AI is theft - unless I want to use it

I am making this website for myself to learn about web design and development. I use various AI tools to write HTML and CSS, because I love seeing quick results and learn well by looking at and modifying code. I do not use AI to write content on this page unless specified otherwise. I do not use AI to generate images or other media for this page. I will experiment with generated ASCII-art, because I feel that is ethical-ish.

When I first wrote this disclaimer, it got me to reflect more deeply on where I draw the line and why.

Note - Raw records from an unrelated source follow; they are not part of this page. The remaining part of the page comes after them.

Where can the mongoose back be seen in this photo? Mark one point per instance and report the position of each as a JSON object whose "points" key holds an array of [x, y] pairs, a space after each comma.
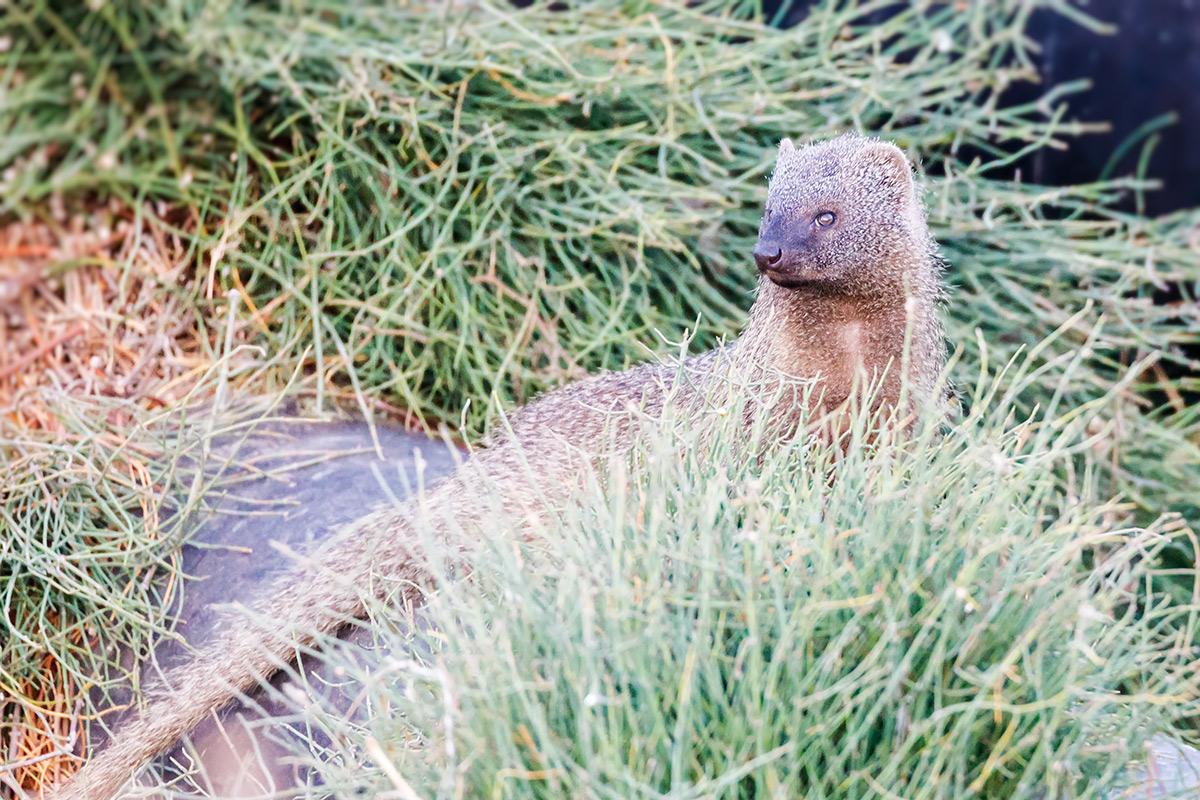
{"points": [[849, 274]]}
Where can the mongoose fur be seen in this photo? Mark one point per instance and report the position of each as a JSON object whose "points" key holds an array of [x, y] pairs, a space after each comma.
{"points": [[849, 275]]}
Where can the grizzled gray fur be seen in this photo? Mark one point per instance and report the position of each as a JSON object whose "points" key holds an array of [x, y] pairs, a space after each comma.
{"points": [[849, 275]]}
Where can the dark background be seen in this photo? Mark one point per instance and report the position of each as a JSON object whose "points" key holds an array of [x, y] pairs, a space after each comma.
{"points": [[1146, 70], [1149, 68]]}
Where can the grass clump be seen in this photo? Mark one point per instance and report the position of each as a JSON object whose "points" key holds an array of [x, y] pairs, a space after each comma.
{"points": [[433, 209], [929, 619]]}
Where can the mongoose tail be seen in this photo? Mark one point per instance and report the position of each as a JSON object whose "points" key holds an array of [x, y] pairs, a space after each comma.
{"points": [[850, 277]]}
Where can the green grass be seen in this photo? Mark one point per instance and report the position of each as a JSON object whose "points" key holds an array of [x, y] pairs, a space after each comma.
{"points": [[443, 209], [937, 619]]}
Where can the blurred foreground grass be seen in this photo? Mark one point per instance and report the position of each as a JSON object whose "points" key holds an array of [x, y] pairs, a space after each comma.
{"points": [[929, 619], [431, 209]]}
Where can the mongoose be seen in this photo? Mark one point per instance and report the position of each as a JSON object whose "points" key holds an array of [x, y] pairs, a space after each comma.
{"points": [[847, 272]]}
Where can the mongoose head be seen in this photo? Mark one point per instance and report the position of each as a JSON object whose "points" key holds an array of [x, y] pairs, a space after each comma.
{"points": [[843, 215]]}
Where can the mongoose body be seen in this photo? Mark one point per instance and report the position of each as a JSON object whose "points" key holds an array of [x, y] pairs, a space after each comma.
{"points": [[849, 295]]}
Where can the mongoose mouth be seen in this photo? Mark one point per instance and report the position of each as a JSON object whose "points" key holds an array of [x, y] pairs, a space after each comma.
{"points": [[790, 280]]}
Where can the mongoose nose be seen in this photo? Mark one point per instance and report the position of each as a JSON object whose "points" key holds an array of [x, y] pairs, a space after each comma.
{"points": [[767, 256]]}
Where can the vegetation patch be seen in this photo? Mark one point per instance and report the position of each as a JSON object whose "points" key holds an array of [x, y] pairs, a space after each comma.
{"points": [[432, 210]]}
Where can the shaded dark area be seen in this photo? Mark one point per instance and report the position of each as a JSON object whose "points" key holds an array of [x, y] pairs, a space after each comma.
{"points": [[1145, 78]]}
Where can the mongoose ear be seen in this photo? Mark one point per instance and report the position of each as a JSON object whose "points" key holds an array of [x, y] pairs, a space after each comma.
{"points": [[897, 166]]}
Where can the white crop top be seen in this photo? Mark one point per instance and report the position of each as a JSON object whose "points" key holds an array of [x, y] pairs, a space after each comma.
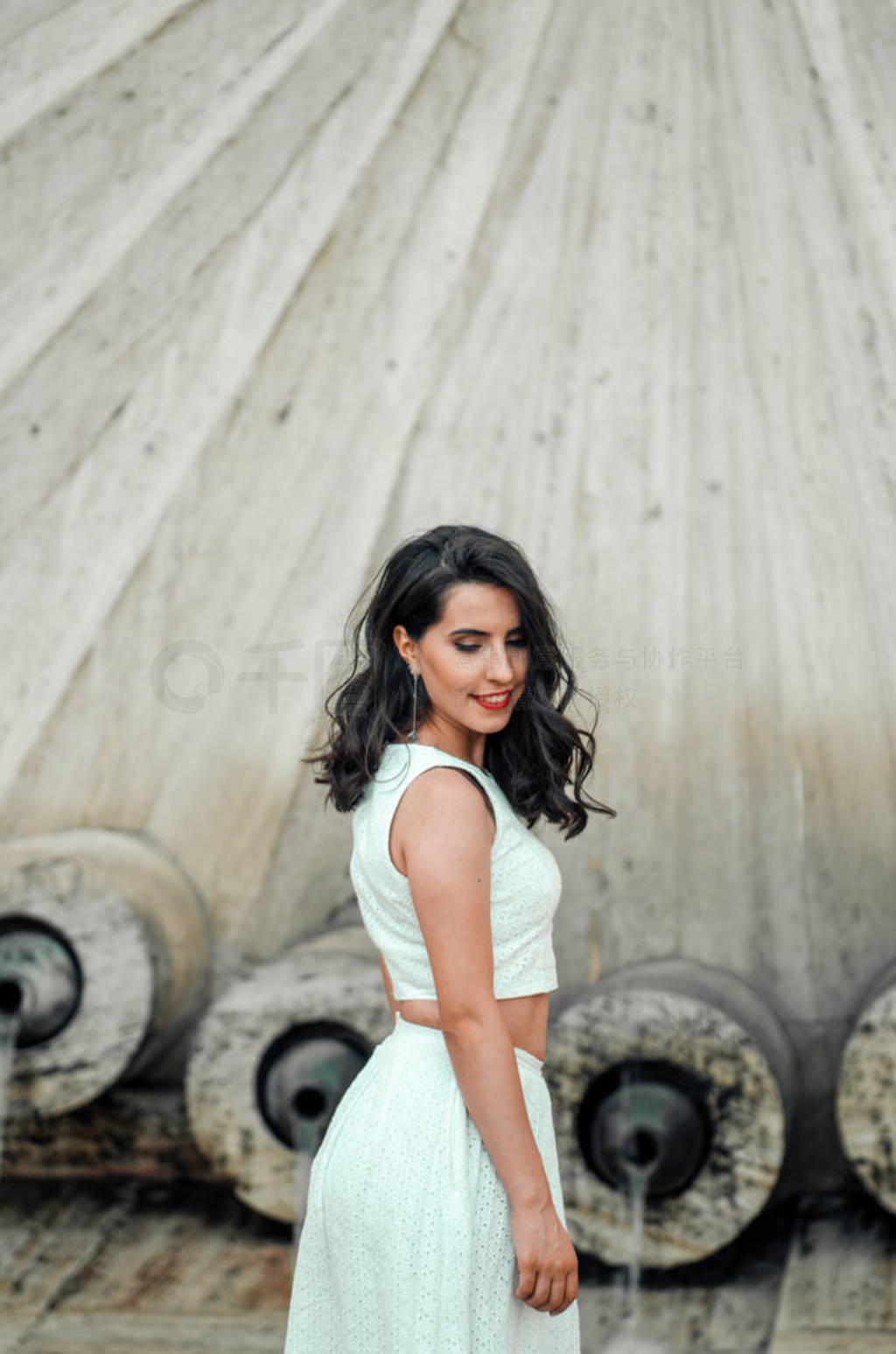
{"points": [[525, 884]]}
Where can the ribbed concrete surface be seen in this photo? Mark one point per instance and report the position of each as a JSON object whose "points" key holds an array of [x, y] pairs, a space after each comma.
{"points": [[282, 284]]}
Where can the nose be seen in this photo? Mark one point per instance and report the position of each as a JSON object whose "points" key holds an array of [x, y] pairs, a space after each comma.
{"points": [[499, 663]]}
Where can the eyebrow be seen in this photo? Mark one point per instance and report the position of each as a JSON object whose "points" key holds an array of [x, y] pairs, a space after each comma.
{"points": [[468, 630]]}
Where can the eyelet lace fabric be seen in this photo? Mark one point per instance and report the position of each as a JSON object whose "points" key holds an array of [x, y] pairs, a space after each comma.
{"points": [[406, 1246], [524, 895]]}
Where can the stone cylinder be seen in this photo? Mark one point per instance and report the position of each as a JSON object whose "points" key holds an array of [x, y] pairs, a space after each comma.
{"points": [[272, 1057], [865, 1099], [673, 1084], [103, 962]]}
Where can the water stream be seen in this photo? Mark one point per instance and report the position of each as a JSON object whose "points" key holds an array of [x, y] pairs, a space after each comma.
{"points": [[10, 1022]]}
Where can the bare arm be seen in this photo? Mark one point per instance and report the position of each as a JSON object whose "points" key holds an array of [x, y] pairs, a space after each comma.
{"points": [[445, 833], [388, 983]]}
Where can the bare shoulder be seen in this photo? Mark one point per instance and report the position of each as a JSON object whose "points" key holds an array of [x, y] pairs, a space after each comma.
{"points": [[442, 803]]}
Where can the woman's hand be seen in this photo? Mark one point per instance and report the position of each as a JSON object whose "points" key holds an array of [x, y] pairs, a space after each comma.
{"points": [[547, 1262]]}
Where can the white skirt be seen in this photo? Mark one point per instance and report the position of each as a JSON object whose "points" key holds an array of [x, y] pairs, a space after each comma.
{"points": [[406, 1245]]}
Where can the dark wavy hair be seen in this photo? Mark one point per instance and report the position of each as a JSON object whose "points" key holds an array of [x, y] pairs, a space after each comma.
{"points": [[539, 752]]}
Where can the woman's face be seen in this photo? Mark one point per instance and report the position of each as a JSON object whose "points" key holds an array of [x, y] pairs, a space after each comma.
{"points": [[478, 649]]}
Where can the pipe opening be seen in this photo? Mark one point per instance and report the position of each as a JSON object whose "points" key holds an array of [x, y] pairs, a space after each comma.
{"points": [[39, 978], [10, 995], [302, 1076], [309, 1103], [646, 1116], [640, 1147]]}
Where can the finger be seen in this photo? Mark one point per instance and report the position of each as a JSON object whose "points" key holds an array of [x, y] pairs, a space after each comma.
{"points": [[528, 1276], [542, 1296], [567, 1296], [558, 1296]]}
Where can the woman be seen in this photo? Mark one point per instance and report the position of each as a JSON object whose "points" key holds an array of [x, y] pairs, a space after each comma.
{"points": [[435, 1219]]}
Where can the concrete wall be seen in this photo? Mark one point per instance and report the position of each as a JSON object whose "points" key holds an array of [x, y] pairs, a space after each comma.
{"points": [[286, 282]]}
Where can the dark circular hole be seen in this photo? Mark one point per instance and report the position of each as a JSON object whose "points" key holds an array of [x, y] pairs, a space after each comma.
{"points": [[10, 997], [309, 1103], [640, 1147], [666, 1141]]}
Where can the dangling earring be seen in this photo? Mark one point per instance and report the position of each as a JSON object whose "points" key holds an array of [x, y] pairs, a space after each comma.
{"points": [[412, 737]]}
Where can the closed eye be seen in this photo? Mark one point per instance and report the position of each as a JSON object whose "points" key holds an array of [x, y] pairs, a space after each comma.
{"points": [[472, 649]]}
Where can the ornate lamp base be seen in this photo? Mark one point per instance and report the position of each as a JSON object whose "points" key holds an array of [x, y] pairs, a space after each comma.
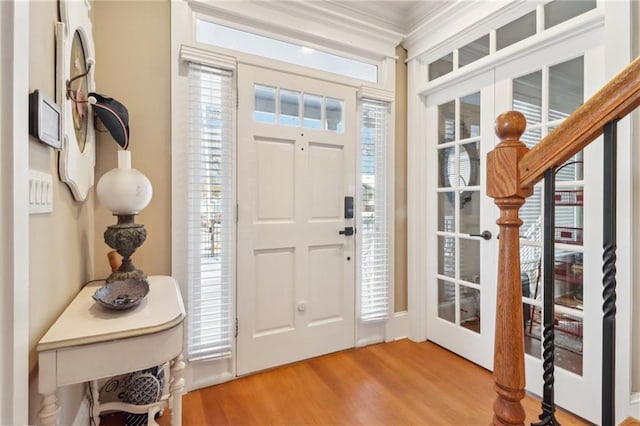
{"points": [[125, 237]]}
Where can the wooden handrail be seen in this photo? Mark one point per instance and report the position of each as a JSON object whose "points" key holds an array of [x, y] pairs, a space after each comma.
{"points": [[512, 171], [614, 101]]}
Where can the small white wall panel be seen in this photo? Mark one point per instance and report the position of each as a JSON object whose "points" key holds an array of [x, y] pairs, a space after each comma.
{"points": [[275, 179], [275, 290]]}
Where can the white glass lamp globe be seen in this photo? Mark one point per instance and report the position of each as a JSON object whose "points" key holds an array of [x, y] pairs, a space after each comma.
{"points": [[124, 190]]}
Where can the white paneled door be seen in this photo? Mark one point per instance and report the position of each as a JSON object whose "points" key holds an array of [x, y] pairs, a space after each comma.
{"points": [[296, 271]]}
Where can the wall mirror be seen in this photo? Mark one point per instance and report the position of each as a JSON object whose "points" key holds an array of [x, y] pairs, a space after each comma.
{"points": [[74, 80]]}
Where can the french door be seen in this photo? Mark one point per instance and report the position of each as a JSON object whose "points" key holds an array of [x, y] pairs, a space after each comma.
{"points": [[296, 269], [547, 87], [461, 246]]}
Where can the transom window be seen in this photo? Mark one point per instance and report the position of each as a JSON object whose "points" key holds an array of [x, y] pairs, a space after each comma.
{"points": [[254, 44], [552, 14]]}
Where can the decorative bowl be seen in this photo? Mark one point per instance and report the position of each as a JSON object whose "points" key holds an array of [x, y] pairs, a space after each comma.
{"points": [[122, 294]]}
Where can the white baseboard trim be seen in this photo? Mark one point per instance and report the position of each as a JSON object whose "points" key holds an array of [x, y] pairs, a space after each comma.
{"points": [[634, 405], [82, 416], [398, 326], [207, 381]]}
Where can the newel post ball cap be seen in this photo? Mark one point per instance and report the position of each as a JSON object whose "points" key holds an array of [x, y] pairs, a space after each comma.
{"points": [[124, 190], [510, 125]]}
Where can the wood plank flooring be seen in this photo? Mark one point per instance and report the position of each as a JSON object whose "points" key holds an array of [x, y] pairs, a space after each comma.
{"points": [[398, 383]]}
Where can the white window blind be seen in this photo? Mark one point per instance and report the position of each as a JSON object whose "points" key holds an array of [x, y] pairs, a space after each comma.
{"points": [[210, 212], [373, 232]]}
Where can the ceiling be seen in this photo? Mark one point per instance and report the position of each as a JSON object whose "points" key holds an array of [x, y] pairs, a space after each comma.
{"points": [[400, 16]]}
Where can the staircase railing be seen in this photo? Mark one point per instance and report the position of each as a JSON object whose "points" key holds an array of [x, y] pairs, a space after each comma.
{"points": [[512, 171]]}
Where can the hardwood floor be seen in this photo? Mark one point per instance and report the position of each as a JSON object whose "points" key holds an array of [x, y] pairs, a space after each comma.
{"points": [[398, 383]]}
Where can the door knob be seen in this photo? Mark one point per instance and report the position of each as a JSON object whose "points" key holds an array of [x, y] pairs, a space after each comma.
{"points": [[485, 235], [348, 230]]}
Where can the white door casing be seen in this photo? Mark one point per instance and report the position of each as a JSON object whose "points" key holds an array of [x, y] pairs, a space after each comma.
{"points": [[295, 272]]}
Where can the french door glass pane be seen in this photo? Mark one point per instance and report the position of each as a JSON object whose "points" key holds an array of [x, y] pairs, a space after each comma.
{"points": [[565, 85], [470, 260], [470, 212], [446, 167], [447, 300], [470, 308], [470, 116], [559, 11], [531, 270], [566, 88], [469, 174], [264, 110], [527, 97], [447, 259], [516, 30], [532, 330], [446, 213], [312, 111]]}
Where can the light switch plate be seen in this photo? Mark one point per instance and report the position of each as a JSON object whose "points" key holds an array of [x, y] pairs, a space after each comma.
{"points": [[40, 192]]}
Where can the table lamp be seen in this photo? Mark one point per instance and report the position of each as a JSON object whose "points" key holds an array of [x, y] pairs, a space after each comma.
{"points": [[125, 192]]}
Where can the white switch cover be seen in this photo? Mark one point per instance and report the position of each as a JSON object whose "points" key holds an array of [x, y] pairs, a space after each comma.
{"points": [[40, 192]]}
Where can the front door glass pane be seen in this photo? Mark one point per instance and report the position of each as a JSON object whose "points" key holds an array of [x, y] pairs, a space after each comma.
{"points": [[470, 116], [446, 212], [289, 108], [334, 115], [312, 111]]}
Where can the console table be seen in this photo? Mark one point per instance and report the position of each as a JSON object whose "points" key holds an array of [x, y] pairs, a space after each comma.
{"points": [[89, 342]]}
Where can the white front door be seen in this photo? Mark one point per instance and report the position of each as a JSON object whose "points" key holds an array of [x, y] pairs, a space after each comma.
{"points": [[461, 241], [295, 271]]}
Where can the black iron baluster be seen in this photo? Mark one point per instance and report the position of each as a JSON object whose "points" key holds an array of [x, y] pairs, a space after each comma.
{"points": [[609, 276], [548, 354]]}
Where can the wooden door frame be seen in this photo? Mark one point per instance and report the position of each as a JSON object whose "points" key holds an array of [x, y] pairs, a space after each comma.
{"points": [[14, 157]]}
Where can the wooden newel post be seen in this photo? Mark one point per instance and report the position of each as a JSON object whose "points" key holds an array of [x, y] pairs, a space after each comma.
{"points": [[503, 185]]}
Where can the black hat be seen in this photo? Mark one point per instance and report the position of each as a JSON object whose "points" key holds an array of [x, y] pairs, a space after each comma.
{"points": [[113, 115]]}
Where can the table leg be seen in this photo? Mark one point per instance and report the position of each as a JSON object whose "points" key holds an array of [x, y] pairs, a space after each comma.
{"points": [[49, 410], [176, 390], [95, 403]]}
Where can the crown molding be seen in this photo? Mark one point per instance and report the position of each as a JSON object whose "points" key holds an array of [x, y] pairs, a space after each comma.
{"points": [[436, 36]]}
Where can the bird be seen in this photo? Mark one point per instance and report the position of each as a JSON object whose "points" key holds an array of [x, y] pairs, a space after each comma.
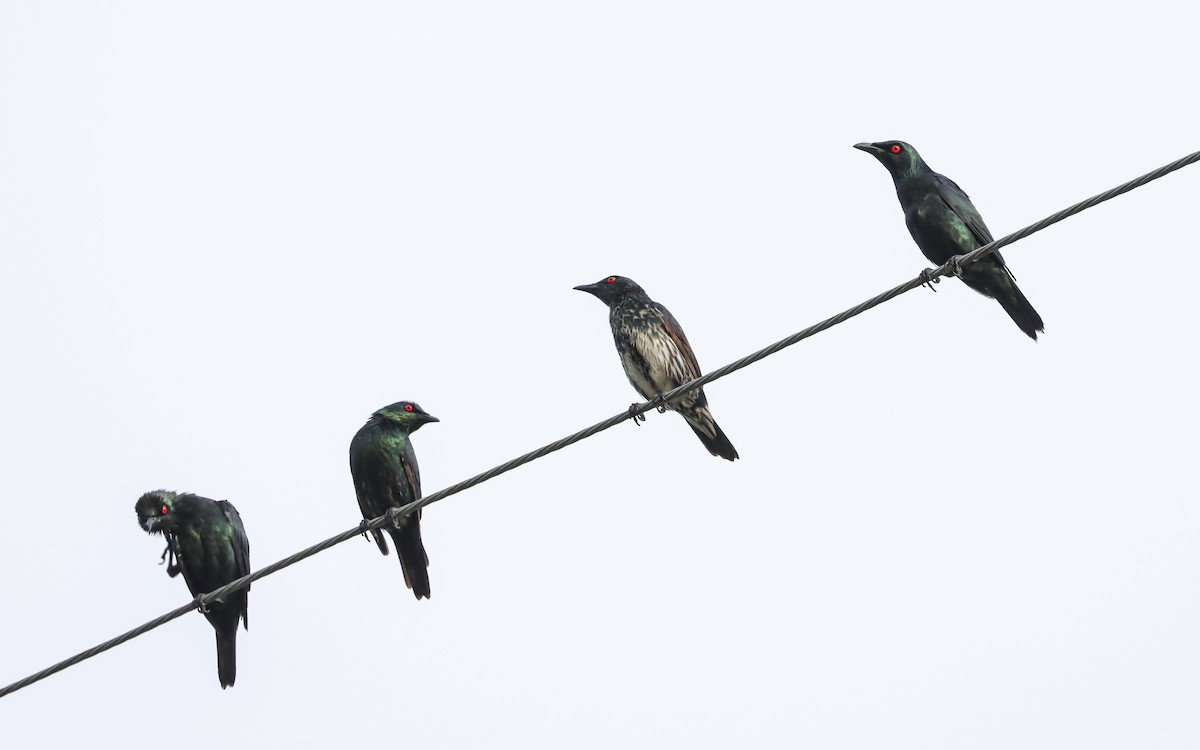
{"points": [[945, 223], [207, 543], [385, 475], [657, 357]]}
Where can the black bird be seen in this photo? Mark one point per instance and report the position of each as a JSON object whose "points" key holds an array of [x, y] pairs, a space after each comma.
{"points": [[385, 475], [945, 223], [657, 357], [208, 544]]}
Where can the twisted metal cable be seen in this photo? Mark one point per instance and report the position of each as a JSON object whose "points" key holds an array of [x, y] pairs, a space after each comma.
{"points": [[395, 514]]}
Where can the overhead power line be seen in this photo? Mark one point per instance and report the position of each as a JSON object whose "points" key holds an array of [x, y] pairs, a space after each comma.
{"points": [[202, 600]]}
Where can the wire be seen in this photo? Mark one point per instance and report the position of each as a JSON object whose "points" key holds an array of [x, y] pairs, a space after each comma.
{"points": [[394, 514]]}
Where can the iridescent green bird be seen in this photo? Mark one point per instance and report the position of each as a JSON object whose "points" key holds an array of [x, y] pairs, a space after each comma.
{"points": [[385, 475], [207, 543], [945, 223]]}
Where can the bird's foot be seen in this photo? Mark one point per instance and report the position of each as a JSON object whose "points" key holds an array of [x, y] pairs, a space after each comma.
{"points": [[396, 519], [635, 415], [660, 403]]}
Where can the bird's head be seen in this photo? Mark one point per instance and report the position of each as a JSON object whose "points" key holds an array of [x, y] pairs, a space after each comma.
{"points": [[405, 415], [898, 156], [157, 513], [611, 288]]}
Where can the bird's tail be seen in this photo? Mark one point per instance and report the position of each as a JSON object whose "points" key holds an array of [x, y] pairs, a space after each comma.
{"points": [[701, 421], [413, 559], [996, 281], [227, 655], [1020, 311]]}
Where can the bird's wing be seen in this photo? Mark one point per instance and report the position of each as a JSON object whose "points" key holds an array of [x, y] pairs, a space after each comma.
{"points": [[240, 543], [960, 203], [677, 337], [412, 474]]}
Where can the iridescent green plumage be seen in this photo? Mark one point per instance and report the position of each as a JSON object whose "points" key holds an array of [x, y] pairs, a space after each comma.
{"points": [[945, 223], [383, 465], [207, 543]]}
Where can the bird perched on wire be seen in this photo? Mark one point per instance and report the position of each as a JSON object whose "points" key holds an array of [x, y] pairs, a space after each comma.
{"points": [[945, 223], [207, 543], [657, 357], [385, 475]]}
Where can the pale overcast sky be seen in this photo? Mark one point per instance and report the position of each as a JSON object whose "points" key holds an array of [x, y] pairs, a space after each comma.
{"points": [[232, 231]]}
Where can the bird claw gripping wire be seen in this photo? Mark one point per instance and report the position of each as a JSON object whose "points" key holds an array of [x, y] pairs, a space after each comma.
{"points": [[660, 403], [396, 519], [634, 415], [929, 280]]}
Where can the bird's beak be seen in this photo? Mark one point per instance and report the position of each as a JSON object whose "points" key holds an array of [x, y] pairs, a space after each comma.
{"points": [[870, 148]]}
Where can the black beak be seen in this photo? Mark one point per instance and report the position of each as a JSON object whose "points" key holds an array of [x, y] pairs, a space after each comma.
{"points": [[870, 148]]}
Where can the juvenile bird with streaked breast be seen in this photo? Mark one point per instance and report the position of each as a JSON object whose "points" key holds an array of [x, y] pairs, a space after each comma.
{"points": [[207, 543], [945, 223], [383, 466], [657, 355]]}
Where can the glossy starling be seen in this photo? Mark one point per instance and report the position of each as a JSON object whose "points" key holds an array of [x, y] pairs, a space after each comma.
{"points": [[385, 475], [945, 223], [657, 355], [208, 544]]}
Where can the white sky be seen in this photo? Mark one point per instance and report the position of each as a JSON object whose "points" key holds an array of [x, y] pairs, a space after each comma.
{"points": [[231, 232]]}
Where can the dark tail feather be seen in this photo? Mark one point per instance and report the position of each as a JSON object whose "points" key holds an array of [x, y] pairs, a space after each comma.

I am not sure I have a definitive conclusion.

I would describe myself as a skeptic of AI and a hater of its evangelists and most implemenations/’products’. I do not like the way that a lot of it tastes of the same get-rich-quick, break-things-move-fast, quasi-religious scam soup that comprises most of the modern technological scene.

I am not an artist and have not yet found AI generated art that I enjoy. Notable exceptions are the Reggea Wars videos and whatever EmergentGarden gets up to, but exceptions prove the rule in this instance. I agree with the commonly used arguments that conclude that generative AI images and and media are unethical. The core consideration being that the models are trained on artists’ material without consent or remuneration.

Visual and audio art are often complex mixtures of analogous and digital media. Even when they consist of one simple, atomic medium, think clay sculptures or pigment on a surface, they are multidimensional and scrumptiously human. Digital representations of such art, boiled into pixels and binary sound code, that then is gobbled up into models, anonymize the humans and machines that created the originals. The output of such models is a remix of its inputs and the authors are untraceable. Even a ghiblified avatar contains traces of thousands of human artists, not only those at Studio Ghibli. All those humans are invisible in the final result. Their art, however notable or forgotten, however large or small, loved or hated, now just a few pixels in a collage of nobodies’ work.

Conveniently, I feel somewhat differently about generated text and, by extension, code. Text is inherently digital and atomic. Computers speak binary, letters are trivial to represent in binary. Text is democratically unhuman. It is as easy for us to parse, as for the computer and likely any intelligent life that might or might not be out there. A blackmail letter cut from newspapers and magazines does not deprive the original authors of the fluff piece on wedding dresses and adverts for healing crystals of their ownership of the letter ‘e’ or the ampersand symbol. Since Gutenberg invented the printing press, written word has been infinitely copyable. Since the first symbolic representations were used to keep records of whatever was worth recording, it was likely understood that those symbols were not proprietary. Making them proprietary would render them useless as tools of communication (apart from the impracticality of licensing a hieroglyph).

But enough with the philosophical nonsense on the different nature of pixels and letters. You might object ‘Generating text still steals the intellectual property of whoever wrote stuff, right? Surely, the thoughts expressed are the point, not the letters!’ and I would agree with you (person I made up to agree with). But because of the copyability and because text is intuitively and openly composed of atomic components, we have always treated written content differently from other media. We accept it as a fact that text is easy to copy and have conventions to refer to sources properly when we do so. It depends on what we are copying from and where we are copying to. In most contexts outside academia, it is viewed as a minor offense to misattribute a quote to Einstein or copy some text from somewhere. Here I go, sue me:

I was a Flower of the mountain yes when I put the rose in my hair like the Andalusian girls used or shall I wear a red yes and how he kissed me under the Moorish wall and I thought well as well him as another and then I asked him with my eyes to ask again yes and then he asked me would I yes to say yes my mountain flower and first I put my arms around him yes and drew him down to me so he could feel my breasts all perfume yes and his heart was going like mad and yes I said yes I will Yes.

If text is distinct enough, it can easily be traced back to its source. You can copy the quote above and search the internet with it. It will be clear where it came from. You can do the same with the rest of this rant and should not find any other sources other than itself. There are plagiarism programs that automate this process. You might still say that the ghiblified image from the example above is equivalent to asking an LLM to write a parking ticket in the style of Sylvia Plath. Not only offensive to Sylvia, but also the millions of redditors and academics who’s posts and books were cooked into the model; who become nobodies through the model. To me that does not feel true to the same extent. I can’t put my finger on it more clearly than that.

For code in particular, of course, copying bits together from somewhere without referring to the source or ever remembering which bits were copied and which were yours is normal practice to the point that I don’t feel the need to justify using LLMs to code. They just let you copy snippets you don’t understand in hyerspeed. Of course, giving credit is good practice in coding and many forms of copying without attribution or permission are rude or against licensing. But no one who has written code after 1990 has done so without copying unattributed bits here and there.

Anyway, I wanted to write a short disclaimer and ended up writing my first blog post without even talking about the emissions that AI services generate. I plan to outline the AI tools I use and how I use them in the future.